Todo aquel interesado en la gastronomía japonesa o que busca alternativas vegetarianas para incorporar a su dieta tiene en el miso un ingrediente tan delicioso como nutritivo. Su origen se remonta a hace miles de años, tanto en China como en Japón, y en principio obtuvo una gran fama como parte de la medicina natural. Era un alimento dedicado a las élites, muy apreciado por nobles y samuráis. Sin embargo, desde principios del siglo XX, el miso se convirtió en un ingrediente muy popular.

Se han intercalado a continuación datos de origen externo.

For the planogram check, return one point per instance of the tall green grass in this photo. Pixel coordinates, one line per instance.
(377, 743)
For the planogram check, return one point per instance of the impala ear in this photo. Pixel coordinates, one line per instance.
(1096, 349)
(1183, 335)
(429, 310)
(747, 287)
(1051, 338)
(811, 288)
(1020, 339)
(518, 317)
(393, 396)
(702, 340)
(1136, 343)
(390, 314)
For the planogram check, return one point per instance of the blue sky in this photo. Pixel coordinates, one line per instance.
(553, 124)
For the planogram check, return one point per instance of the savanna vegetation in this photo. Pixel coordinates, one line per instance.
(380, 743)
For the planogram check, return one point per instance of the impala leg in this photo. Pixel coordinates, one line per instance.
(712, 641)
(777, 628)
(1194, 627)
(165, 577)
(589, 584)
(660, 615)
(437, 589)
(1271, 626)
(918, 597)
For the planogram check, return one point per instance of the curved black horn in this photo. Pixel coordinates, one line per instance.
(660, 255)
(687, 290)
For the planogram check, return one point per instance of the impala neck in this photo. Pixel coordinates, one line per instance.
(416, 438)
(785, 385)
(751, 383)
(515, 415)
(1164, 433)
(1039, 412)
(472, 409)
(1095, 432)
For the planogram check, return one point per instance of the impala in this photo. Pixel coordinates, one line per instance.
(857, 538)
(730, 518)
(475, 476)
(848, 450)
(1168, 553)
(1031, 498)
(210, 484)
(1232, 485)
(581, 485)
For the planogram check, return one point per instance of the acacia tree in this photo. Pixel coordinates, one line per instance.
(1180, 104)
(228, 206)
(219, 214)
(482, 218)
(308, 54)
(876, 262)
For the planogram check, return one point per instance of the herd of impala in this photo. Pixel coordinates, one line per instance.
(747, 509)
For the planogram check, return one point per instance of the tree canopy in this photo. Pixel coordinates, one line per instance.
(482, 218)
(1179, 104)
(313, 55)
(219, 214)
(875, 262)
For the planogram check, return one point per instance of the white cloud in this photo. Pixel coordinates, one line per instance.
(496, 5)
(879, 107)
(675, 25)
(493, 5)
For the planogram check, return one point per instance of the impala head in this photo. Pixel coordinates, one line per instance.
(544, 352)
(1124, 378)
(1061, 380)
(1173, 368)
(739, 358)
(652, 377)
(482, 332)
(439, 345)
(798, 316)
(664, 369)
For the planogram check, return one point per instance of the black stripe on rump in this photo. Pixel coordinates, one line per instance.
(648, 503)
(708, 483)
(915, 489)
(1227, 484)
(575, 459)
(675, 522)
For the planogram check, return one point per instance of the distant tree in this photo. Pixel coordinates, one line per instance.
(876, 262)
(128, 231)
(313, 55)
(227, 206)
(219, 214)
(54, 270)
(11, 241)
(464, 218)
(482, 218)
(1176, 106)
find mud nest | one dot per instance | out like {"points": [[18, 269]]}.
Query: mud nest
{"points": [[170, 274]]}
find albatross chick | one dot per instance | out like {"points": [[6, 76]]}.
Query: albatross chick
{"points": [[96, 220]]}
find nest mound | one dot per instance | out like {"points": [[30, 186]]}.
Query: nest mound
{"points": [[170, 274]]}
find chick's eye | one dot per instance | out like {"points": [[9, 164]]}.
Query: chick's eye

Pero, ¿qué es el miso? Es una pasta cuya base está hecha de semillas de soja fermentadas con sal marina, algo que se consigue al añadir a la mezcla el hongo koji. En ocasiones se puede usar otro tipo de cereales como la cebada o el arroz. El miso sin mezclar, sólo de soja, es el hatcho miso.

Para que lo podamos reconocer a simple vista, el miso rojo lleva cereales y soja, el amarillo cebada y el blanco, arroz. Si es negro, es que sólo lleva soja. Cada uno tiene un sabor e intensidad diferentes. Si bien en sus inicios era una pasta muy perecedera, hoy en día no es raro encontrarla preparada de manera industrial con una larga duración, o incluso liofilizada.
El uso más habitual del miso es para hacer sopa. Se lleva a ebullición el agua, se le añade algún ingrediente extra -lo más habitual es usar tofu y alga wakame-, y finalmente se introduce la pasta de miso, siempre al final del proceso para que se disuelva sin hervir. De esa manera mantiene sus propiedades depurativas.

Y es que el miso conserva ese halo de alimento prodigioso que le hizo famoso entre la corte japonesa: ayuda a la eliminación de toxinas y suele ser recomendado en muchas dietas détox. Además, posee calcio, hierro o fósforo y vitamina B12. También se toma para agilizar la digestión.